“Don’t let them touch me!” she gasped; “keep them off! Tell me, for God’s sake, what has happened!”
He laid his hand firmly on her arm, and lifted her in his turn to her feet like a child. In that supreme moment of physical danger, his strength, reason, and manhood returned in their plenitude of power. He pointed coolly to the trail she had quitted, and said,
“The Carquinez Woods are on fire!”
The nest of the tuneful Burnhams, although in the suburbs of Indian Spring, was not in ordinary weather and seasons hidden from the longing eyes of the youth of that settlement. That night, however, it was veiled in the smoke that encompassed the great highway leading to Excelsior. It is presumed that the Burnham brood had long since folded their wings, for there was no sign of life nor movement in the house as a rapidly-driven horse and buggy pulled up before it. Fortunately, the paternal Burnham was an early bird, in the habit of picking up the first stirring mining worm, and a resounding knock brought him half dressed to the street door. He was startled at seeing Father Wynn before him, a trifle flushed and abstracted.
“Ah ha! up betimes, I see, and ready. No sluggards here—ha, ha!” he said heartily, slamming the door behind him, and by a series of pokes in the ribs genially backing his host into his own sitting-room. “I’m up, too, and am here to see Nellie.
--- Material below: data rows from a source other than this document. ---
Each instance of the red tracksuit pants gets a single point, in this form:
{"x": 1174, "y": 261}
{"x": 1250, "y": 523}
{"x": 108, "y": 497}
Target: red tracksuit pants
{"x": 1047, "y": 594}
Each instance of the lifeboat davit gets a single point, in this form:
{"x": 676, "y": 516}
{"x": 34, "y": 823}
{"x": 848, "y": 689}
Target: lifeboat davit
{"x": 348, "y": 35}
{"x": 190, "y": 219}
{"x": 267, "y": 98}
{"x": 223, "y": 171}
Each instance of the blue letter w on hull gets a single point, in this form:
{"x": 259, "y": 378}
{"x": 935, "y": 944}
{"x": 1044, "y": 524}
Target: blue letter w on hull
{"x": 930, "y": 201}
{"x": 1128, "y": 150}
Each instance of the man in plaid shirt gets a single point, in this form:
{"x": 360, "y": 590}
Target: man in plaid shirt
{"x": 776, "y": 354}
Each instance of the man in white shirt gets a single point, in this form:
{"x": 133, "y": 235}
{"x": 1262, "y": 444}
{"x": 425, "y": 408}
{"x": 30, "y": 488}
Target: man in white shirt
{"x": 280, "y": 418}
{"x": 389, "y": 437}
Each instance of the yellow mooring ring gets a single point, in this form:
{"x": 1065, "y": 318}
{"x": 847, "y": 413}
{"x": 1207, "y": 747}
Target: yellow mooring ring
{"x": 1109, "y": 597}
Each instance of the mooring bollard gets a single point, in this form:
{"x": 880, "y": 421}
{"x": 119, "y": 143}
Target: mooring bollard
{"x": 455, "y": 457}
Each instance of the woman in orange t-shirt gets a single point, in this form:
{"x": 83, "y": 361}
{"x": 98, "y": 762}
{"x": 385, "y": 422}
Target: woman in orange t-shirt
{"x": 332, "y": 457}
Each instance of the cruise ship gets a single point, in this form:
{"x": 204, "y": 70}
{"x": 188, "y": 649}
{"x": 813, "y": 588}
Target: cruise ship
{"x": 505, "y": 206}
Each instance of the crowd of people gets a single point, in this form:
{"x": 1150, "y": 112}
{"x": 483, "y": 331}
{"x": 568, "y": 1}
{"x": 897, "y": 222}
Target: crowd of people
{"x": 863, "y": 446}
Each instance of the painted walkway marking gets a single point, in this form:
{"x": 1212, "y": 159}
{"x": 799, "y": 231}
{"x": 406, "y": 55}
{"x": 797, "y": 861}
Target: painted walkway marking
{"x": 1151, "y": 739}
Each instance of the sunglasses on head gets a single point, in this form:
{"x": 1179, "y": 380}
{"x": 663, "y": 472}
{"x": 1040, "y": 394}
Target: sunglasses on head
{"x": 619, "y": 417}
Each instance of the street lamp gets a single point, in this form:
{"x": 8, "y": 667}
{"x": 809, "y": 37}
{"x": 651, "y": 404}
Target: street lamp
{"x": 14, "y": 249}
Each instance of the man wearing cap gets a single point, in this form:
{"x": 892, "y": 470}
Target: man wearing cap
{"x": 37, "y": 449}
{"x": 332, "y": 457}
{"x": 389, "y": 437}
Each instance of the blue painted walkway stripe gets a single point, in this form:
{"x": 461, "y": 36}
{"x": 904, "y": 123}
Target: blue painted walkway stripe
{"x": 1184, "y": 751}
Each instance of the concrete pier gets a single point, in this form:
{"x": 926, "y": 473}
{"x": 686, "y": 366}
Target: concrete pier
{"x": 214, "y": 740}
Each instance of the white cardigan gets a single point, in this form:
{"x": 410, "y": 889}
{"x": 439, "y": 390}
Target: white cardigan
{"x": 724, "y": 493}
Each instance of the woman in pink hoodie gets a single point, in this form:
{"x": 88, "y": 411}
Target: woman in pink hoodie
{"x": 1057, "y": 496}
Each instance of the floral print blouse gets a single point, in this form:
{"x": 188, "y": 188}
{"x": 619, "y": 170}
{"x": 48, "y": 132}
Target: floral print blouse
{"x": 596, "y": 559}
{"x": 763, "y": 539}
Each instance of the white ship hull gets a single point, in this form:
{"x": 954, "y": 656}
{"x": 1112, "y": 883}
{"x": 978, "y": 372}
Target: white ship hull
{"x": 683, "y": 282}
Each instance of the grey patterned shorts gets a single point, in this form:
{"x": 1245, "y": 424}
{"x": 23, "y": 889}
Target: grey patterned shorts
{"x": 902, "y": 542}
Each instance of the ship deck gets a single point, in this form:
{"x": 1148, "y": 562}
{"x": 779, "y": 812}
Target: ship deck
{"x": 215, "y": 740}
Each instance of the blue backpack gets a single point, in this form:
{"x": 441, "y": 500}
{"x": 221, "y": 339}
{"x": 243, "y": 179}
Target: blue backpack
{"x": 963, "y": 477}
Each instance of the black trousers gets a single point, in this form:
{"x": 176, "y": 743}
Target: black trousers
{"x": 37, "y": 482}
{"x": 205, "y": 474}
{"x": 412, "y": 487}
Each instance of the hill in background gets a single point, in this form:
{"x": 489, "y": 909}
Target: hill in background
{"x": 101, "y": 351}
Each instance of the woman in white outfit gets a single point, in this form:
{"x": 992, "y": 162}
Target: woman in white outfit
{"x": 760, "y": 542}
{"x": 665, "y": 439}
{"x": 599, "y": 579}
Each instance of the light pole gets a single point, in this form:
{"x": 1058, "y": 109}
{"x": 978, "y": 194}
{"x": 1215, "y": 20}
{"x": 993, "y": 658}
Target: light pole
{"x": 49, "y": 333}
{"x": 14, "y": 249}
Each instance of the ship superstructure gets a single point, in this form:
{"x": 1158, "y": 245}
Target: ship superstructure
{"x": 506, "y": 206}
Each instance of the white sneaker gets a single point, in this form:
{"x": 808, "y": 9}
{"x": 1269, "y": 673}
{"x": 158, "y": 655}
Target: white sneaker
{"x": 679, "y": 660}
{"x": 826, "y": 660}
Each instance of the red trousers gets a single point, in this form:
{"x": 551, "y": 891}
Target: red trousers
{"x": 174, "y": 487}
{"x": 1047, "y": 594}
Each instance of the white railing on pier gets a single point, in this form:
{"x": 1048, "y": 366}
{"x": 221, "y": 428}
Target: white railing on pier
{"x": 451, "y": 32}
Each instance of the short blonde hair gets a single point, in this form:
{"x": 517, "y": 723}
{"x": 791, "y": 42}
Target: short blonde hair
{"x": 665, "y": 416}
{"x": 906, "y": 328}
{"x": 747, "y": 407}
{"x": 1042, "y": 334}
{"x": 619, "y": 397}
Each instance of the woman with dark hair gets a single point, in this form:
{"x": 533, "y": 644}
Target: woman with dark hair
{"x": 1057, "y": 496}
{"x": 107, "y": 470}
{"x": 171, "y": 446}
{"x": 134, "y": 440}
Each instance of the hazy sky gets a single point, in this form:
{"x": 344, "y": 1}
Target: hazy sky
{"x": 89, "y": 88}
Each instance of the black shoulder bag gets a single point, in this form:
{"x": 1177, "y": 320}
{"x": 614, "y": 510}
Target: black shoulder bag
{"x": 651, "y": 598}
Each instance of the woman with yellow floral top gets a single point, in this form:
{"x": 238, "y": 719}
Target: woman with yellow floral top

She’s here, eh—of course?” he added, darting a quick look at Burnham.
But Mr. Burnham was one of those large, liberal Western husbands who classified his household under the general title of “woman folk,” for the integers of which he was not responsible. He hesitated, and then propounded over the balusters to the upper story the direct query—
“You don’t happen to have Nellie Wynn up there, do ye?”
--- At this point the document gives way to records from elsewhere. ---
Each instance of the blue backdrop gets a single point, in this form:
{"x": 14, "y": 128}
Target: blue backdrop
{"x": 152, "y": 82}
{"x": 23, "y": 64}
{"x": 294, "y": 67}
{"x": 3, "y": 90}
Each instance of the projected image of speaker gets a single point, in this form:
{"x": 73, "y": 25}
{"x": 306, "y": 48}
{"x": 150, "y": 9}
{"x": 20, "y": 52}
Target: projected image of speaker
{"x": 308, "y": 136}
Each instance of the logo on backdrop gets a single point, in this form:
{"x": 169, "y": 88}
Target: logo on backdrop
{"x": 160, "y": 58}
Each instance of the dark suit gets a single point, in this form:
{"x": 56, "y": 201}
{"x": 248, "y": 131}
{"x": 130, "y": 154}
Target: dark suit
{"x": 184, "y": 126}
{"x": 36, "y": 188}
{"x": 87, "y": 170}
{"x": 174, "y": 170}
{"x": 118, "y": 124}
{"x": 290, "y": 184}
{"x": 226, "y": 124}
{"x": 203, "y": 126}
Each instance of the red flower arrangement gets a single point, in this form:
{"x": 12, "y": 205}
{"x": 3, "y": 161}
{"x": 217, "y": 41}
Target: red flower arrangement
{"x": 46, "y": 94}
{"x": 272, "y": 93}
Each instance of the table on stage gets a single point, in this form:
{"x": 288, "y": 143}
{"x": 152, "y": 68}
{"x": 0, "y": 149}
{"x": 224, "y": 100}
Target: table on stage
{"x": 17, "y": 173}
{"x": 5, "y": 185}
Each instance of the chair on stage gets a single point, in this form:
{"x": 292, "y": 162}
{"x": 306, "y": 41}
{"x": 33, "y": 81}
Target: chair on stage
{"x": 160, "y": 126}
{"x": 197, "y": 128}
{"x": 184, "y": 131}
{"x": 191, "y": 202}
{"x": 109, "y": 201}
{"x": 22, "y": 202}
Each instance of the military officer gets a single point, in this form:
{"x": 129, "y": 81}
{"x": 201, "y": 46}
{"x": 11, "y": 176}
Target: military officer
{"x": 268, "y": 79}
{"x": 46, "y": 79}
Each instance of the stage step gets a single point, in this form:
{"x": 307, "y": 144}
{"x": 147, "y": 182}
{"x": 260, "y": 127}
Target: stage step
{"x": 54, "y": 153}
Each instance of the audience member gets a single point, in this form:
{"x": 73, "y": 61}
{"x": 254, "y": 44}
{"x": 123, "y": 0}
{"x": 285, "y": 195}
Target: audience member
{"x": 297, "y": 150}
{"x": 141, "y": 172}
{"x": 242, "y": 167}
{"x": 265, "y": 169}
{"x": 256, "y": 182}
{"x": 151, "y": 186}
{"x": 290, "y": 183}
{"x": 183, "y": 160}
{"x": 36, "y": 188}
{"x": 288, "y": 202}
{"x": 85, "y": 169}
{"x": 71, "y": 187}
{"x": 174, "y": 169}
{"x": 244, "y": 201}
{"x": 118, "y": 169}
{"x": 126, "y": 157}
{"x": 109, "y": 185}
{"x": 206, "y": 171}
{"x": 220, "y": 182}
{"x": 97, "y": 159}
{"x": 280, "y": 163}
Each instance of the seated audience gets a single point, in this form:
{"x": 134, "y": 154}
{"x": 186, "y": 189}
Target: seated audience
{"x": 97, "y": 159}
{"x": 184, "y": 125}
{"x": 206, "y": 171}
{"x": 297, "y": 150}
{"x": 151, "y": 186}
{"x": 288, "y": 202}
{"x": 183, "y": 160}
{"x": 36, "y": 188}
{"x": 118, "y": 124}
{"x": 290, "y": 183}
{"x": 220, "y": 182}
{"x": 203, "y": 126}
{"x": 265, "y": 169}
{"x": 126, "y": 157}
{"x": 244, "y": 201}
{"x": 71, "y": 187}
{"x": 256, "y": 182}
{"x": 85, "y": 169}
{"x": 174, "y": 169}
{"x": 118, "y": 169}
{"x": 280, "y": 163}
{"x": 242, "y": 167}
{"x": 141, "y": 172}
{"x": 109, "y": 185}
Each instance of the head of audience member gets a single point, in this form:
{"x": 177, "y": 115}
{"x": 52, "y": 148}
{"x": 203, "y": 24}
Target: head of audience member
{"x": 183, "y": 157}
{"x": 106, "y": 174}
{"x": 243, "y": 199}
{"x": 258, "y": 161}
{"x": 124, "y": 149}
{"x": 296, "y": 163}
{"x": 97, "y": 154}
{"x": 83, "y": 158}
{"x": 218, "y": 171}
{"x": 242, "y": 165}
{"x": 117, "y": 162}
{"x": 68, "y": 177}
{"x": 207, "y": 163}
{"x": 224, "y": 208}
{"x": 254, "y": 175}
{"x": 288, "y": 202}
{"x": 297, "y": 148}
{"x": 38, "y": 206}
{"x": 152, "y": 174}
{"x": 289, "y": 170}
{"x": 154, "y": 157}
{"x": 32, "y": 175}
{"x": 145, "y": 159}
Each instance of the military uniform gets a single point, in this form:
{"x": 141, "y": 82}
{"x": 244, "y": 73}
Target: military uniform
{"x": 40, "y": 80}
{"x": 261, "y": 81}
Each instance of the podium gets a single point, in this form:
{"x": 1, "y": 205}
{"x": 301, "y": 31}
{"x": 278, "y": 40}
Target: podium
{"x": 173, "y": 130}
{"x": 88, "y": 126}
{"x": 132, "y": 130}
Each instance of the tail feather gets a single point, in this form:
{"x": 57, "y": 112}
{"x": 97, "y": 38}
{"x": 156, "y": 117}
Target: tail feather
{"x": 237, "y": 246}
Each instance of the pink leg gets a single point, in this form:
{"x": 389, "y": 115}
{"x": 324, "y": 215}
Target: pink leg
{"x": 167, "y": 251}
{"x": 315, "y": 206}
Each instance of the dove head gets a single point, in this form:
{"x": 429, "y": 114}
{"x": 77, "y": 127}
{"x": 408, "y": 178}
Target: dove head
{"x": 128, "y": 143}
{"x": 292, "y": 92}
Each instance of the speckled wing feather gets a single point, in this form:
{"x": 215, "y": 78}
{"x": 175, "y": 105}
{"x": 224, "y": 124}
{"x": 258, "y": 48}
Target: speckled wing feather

There was an interval of inquiry proceeding from half a dozen reluctant throats, more or less cottony and muffled, in those various degrees of grievance and mental distress which indicate too early roused young womanhood. The eventual reply seemed to be affirmative, albeit accompanied with a suppressed giggle, as if the young lady had just been discovered as an answer to an amusing conundrum.
“All right,” said Wynn, with an apparent accession of boisterous geniality. “Tell her I must see her, and I’ve only got a few minutes to spare. Tell her to slip on anything and come down; there’s no one here but myself, and I’ve shut the front door on Brother Burnham. Ha, ha!” and suiting the action to the word, he actually bundled the admiring Brother Burnham out on his own doorstep. There was a light pattering on the staircase, and Nellie Wynn, pink with sleep, very tall, very slim, hastily draped in a white counterpane with a blue border and a general classic suggestion, slipped into the parlor. At the same moment her father shut the door behind her, placed one hand on the knob, and with the other seized her wrist.